JAMES LANSBERRY's avatar

so much waste here and it's worse now with all of the attacks on immigrants from the government side. It's sad how complex this system is: it's no wonder undocumented arrivals happen all the time. Thanks for all your work on this topic.

Andrew's avatar

What if we just stopped letting people come here?

Alexander Kustov's avatar

Great question. Let's take it seriously. Say President Trump prompted by Mr. Miller announces tomorrow that all immigration has to stop immediately. No new visas, no new green cards, nobody comes in. What actually happens next?

First, every American engaged or married to someone abroad is now in indefinite limbo. Hundreds of thousands of US citizens file spousal or fiance petitions every year. Those people are told: the government forbids you from living with the person you married. Not because their spouse did anything wrong, not because of any serious security concern, but because the government decided the number should be zero.

Second, every business that was planning to hire a foreign worker is now out of luck. Hospitals already short on nurses cannot bring in qualified ones from abroad. Farms that depend on guest workers to pick crops have no legal option to staff their fields — fruit and vegetables rot or get a lot more expensive, fast. Tech companies, construction firms, hotels, meatpacking plants: all cut off from a labor pipeline they have relied on for decades.
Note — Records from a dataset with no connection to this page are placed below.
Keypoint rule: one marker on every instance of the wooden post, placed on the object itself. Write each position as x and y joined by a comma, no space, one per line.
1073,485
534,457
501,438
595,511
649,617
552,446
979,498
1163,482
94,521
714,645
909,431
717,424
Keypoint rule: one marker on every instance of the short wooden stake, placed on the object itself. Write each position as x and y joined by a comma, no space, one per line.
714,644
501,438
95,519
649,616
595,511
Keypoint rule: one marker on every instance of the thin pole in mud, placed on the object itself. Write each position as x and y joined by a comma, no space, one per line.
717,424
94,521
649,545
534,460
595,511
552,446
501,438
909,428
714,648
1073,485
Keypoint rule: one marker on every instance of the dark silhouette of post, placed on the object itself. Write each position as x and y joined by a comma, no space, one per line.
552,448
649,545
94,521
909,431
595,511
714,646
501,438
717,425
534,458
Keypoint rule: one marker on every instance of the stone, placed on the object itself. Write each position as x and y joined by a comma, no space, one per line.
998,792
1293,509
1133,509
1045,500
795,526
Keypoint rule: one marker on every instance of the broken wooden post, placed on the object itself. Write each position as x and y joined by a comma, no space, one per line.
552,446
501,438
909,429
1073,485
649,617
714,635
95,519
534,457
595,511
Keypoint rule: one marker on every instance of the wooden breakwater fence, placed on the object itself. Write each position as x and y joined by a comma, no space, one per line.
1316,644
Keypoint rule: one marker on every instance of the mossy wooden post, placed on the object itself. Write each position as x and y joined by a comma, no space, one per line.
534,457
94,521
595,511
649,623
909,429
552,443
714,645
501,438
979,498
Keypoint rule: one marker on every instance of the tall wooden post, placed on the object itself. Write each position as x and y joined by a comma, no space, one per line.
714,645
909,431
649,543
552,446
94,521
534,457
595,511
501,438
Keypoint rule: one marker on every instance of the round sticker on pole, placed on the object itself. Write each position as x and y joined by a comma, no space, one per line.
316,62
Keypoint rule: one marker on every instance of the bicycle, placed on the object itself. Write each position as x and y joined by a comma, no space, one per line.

Third, universities lose incoming international students and researchers. American graduate programs in science and engineering are heavily international. Labs that expected new doctoral students and postdocs find empty seats. Funded research stalls.

And that is just the first few months, focused only on people who have not yet arrived.

A "zero immigration" policy means all of this. That is, looking a fellow American in the eye and telling him the government will not let his wife come home from a different country. It means telling a rural hospital it has to ration care because filling its nursing vacancies from abroad is no longer an option. Most Americans, when they think through what stopping immigration actually requires, do not want that.